Lantern Festival: Dancers bring Tang Dynasty musicians to life




To portray the Tang Dynasty-era (618-907) musicians, actresses from central China's Zhengzhou Song and Dance Theater must undertake an hours-worth of makeup which is a delicate process every time.

"One misstep could destroy the whole thing," said Fu Shaonan, a dancer from the show titled "Night Banquet in Tang Dynasty Palace." "We've got to be very careful, so the process goes as slowly as possible."

Their debut on Henan TV's Spring Festival Gala has gone viral with its video watched for over 500 million times on social media platforms. On Sina Weibo alone, China's Twitter-like platform, the total view counts of a related topic have surpassed 300 million, with thousands of netizens discussing the show.
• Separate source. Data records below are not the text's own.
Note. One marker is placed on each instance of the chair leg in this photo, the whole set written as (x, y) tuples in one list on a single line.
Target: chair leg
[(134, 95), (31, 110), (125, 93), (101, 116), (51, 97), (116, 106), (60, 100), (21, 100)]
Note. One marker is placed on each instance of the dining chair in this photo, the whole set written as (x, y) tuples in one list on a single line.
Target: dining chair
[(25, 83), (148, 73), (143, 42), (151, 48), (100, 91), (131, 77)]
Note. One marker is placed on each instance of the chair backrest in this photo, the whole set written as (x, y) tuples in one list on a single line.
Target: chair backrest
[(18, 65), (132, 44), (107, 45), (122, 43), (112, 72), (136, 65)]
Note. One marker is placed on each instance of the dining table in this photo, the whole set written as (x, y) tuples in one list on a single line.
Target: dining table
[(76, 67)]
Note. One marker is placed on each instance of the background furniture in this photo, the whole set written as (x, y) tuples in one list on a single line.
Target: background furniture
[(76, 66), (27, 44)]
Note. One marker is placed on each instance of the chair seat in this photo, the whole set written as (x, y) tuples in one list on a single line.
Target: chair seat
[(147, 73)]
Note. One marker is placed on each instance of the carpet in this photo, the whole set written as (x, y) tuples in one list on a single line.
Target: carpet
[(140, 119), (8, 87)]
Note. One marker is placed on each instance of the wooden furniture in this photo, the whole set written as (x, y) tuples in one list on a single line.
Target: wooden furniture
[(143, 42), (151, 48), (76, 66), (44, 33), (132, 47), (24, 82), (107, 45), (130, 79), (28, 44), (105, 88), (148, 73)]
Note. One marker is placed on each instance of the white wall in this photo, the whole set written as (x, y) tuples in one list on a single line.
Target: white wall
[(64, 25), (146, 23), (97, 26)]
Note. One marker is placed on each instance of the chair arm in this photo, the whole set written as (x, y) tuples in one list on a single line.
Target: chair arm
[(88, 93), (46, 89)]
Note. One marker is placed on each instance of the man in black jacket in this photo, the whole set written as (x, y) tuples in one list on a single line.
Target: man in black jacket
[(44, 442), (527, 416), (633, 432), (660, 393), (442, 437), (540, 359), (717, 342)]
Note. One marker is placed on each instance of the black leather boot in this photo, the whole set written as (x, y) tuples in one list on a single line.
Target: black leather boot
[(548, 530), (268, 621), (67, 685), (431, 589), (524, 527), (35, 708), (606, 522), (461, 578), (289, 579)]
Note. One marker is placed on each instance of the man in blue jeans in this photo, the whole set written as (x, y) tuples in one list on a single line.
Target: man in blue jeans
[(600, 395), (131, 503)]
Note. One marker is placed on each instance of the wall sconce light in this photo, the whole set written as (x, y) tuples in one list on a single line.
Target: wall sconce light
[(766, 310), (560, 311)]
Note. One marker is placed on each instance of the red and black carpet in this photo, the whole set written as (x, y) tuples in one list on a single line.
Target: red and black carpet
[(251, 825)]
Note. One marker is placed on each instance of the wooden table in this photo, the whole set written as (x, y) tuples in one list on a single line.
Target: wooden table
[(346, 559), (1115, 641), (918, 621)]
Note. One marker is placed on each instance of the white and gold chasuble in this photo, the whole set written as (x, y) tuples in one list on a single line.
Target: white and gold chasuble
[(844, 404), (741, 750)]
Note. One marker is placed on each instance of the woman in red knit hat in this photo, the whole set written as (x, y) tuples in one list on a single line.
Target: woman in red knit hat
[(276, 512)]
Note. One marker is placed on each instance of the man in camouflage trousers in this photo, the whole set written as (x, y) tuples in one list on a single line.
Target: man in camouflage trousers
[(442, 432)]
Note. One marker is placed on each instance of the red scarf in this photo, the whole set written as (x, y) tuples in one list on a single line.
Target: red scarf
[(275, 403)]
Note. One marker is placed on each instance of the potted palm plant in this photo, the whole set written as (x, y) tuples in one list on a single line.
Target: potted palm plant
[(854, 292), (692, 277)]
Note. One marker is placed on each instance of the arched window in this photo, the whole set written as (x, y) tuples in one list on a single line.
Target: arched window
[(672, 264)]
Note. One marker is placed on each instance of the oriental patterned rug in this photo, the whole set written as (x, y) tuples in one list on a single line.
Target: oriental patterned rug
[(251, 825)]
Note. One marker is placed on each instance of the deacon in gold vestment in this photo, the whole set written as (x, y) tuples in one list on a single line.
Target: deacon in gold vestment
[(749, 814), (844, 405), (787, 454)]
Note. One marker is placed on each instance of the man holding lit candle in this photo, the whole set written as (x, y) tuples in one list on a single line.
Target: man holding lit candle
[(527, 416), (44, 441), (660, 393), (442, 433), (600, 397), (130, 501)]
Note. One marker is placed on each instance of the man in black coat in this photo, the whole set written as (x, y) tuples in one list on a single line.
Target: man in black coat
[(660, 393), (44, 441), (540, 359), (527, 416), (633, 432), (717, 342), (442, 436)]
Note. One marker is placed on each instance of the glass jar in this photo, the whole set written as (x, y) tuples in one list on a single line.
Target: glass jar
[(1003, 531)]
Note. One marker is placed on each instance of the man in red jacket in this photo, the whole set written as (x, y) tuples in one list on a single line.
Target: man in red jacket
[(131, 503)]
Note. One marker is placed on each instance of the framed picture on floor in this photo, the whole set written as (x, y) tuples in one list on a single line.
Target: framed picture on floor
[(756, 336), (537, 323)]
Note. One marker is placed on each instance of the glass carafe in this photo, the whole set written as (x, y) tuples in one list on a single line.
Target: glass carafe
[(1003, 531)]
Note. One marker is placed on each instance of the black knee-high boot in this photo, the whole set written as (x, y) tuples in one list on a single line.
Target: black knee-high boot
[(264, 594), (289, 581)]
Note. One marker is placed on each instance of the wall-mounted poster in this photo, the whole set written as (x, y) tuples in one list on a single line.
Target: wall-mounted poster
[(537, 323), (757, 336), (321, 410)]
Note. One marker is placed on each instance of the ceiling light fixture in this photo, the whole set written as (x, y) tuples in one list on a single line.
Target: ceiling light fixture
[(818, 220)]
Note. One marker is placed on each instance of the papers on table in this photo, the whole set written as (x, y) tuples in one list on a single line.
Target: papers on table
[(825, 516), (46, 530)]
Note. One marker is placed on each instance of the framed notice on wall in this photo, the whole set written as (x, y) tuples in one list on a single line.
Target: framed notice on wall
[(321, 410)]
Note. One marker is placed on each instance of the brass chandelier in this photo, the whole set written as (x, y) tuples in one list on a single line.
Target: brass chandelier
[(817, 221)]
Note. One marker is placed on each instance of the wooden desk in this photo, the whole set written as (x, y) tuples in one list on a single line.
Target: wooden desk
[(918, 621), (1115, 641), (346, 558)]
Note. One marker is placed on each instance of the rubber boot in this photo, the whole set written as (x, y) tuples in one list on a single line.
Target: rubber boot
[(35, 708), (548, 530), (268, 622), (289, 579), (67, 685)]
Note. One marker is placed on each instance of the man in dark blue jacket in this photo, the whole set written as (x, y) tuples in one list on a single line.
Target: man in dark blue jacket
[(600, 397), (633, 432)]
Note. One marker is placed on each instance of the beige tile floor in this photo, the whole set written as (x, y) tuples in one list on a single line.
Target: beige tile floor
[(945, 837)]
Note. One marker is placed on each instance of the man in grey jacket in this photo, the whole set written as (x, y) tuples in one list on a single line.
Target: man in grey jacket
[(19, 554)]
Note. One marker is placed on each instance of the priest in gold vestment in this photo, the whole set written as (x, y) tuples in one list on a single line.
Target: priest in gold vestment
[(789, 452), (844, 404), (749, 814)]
"It was the best show I've ever watched this year," a netizen nicknamed "Art-photos" said on Weibo. "It must be specifically designed for us netizens," said another named "Qingshuiwuhe," noting that these actresses made a big splash during this year's festival.

A poster of dancers from the show "Night Banquet in Tang Dynasty Palace." /Zhengzhou Song and Dance Theater

"After doing it over and over again, we've mastered it," Fu said ahead of the group's performance for Thursday's Lantern Festival Gala featuring "Amazing Night at the Museum" on Henan TV.

Utilizing historical studies, Chen Lin, choreographer for the team's festival gala, tried to restore the expressions, features, even the identities of dancers often depicted on Tang-era tri-colored pottery found in Henan Museum.

Tang Dynasty is often regarded as the golden age in terms of Chinese art and poetry. In addition, women shared prominent social status in that era when plumpness was considered an attractive attribute. In order to make these dancers appear plump, the team has even come up with thick cotton-filled costumes and cotton-filled mouths.

The show also employed digital technology like 3D and AR to demonstrate unique objects and artifacts from museums, while the team worked on visualizing what a palace court might have looked like back then.

"Its success has inspired us to explore our rich history further," said Sun Shujie, president of the theater. "Our job is to present this ancient culture alongside national treasures by bringing them to the public."

(Zhang Youze and Fu Xiaolei have also contributed to the production, as well as Henan TV Station.)